So it’s official. As of the first quarter of 2008, Inditex, the phenomenally successful Spanish fast-fashion conglomerate and parent company of Zara, has officially overtaken The Gap to become the world’s biggest fashion retailer. In the meantime, the once venerable Gap is still tweaking its product around the edges, struggling to find a formula that works.
Zara stores have been popping up on high streets and in malls around the world, registering a whopping €6.3b in sales in 2007, making it larger than Louis Vuitton. Perhaps more surprisingly, the performance of Inditex’s smaller brands like Bershka and Massimo Dutti has also been strong, registering revenues of €925m and €696m respectively, in 2007, making Bershka’s business larger than that of Christian Dior Couture and Massimo Dutti’s greater than that of Bottega Veneta.
Over at The Gap, however, the news is completely different. Only Banana Republic continues to perform well, while the flagship Gap brand, and its cheaper offshoot Old Navy, continue to struggle.
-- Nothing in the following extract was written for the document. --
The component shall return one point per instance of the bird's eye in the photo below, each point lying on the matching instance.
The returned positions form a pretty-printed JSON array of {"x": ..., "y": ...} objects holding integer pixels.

Over the weekend, London’s Sunday Telegraph revealed that the Gap planned to dismantle its London design team in favour of a New York-based team headed up by Patrick Robinson, who was tapped to design The Gap’s North American collections last year.
Bill Chandler, Vice President, Corporate Communications told The Telegraph “As the North American product has been accepted more widely in the past year and a half it makes business sense and allows us to be more cost-effective while giving the styling that our customers desire. There will be a handful of designers in New York focused on making adjustments to our North American designs for our European customers.”
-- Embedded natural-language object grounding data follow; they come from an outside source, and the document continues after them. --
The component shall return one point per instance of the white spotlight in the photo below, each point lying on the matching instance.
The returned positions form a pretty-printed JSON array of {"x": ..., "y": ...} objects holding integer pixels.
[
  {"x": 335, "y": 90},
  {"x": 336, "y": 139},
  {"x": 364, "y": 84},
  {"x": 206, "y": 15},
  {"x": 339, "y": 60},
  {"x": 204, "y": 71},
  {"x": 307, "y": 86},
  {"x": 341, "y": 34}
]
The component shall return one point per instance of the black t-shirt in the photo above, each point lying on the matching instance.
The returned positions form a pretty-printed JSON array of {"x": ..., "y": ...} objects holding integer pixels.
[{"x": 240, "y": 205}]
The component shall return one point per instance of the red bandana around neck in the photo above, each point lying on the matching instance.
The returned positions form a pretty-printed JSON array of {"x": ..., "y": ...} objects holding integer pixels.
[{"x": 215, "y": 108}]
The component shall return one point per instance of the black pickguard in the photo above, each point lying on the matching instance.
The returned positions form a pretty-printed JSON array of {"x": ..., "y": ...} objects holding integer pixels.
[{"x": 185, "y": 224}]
While the argument that having one design team is more efficient for the global business holds some water, it is still a puzzling move. The one bright spot for The Gap in recent seasons has been the strength of its European collections, designed by a team based in London. One of the worst-kept secrets in the Industry was that the European collections were designed with input from influential fashion insiders, including Phoebe Philo and Balenciaga’s Marie-Anne Sauve.
What were the results of this injection of Euro-cool? During recent fashion weeks, fashionistas from the USA flocked to Zara stores while in Europe to snap up the stylish clothes on offer — something that has been missing from The Gap for years now. The Gap store on London’s Oxford Street was positively buzzing on a recent visit. Just when they were getting things right in Europe, Gap’s management has pulled the plug.
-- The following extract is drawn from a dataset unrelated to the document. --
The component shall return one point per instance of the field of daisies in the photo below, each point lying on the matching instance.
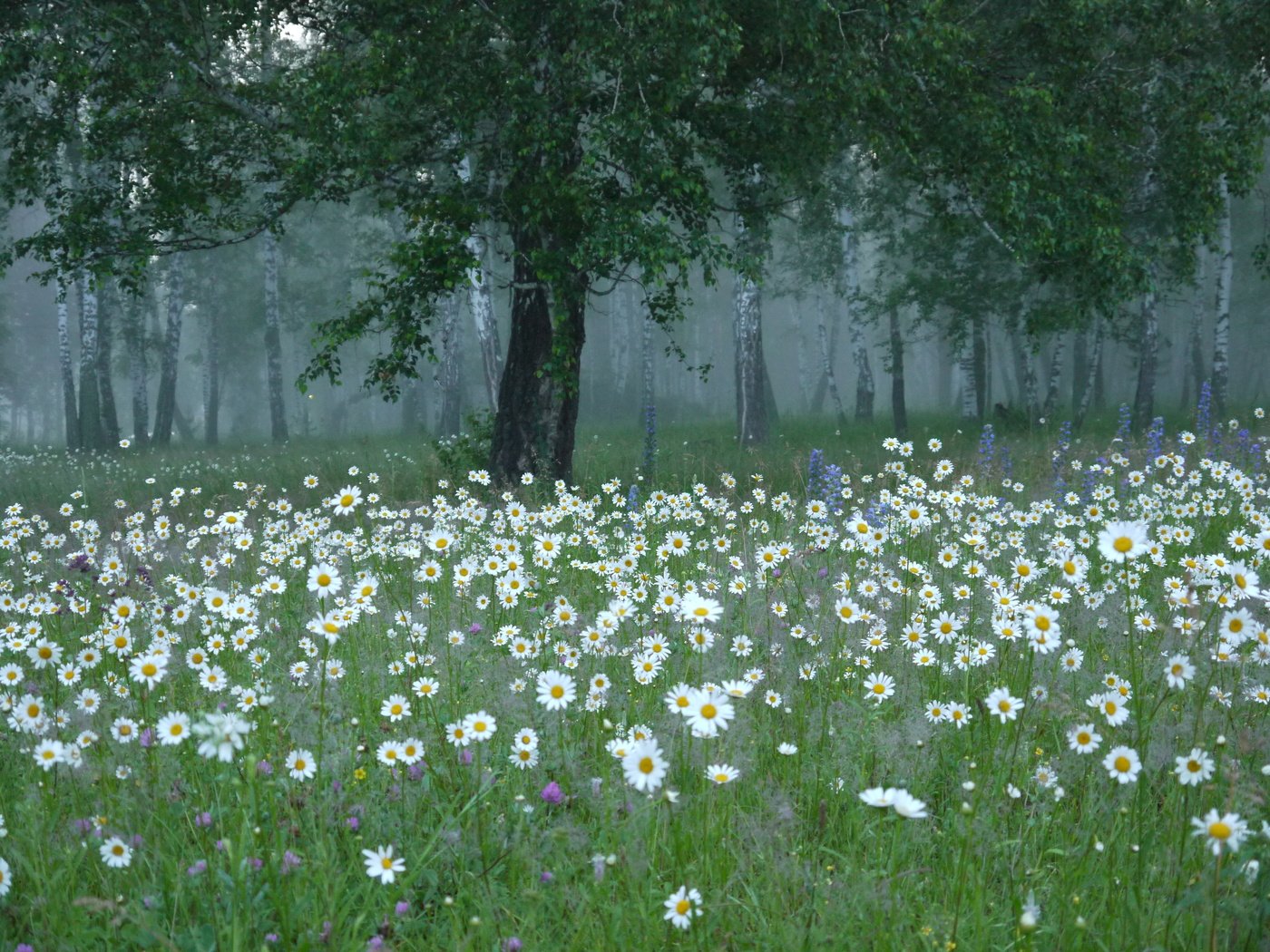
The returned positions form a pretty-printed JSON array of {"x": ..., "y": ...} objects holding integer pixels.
[{"x": 923, "y": 707}]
Only time will tell if Robinson can bring the same relaxed sense of cool to his collections, and whether collections designed in New York, and tweaked for European tastes, will have the same in-store impact. I think The Gap may have been penny-wise, pound-foolish with regards to this decision, in an economic climate where only the best product, offering the best value, will continue to sell well.
So for now, my money’s still on Zara. But, with the future of fast-fashion now also in question, as consumers are starting to think about the impact of disposable fashion such as that produced by Zara, the next disruptive model may very well come from a brand that addresses this concern, as well as the ever-evolving expectations of the global fashion customer.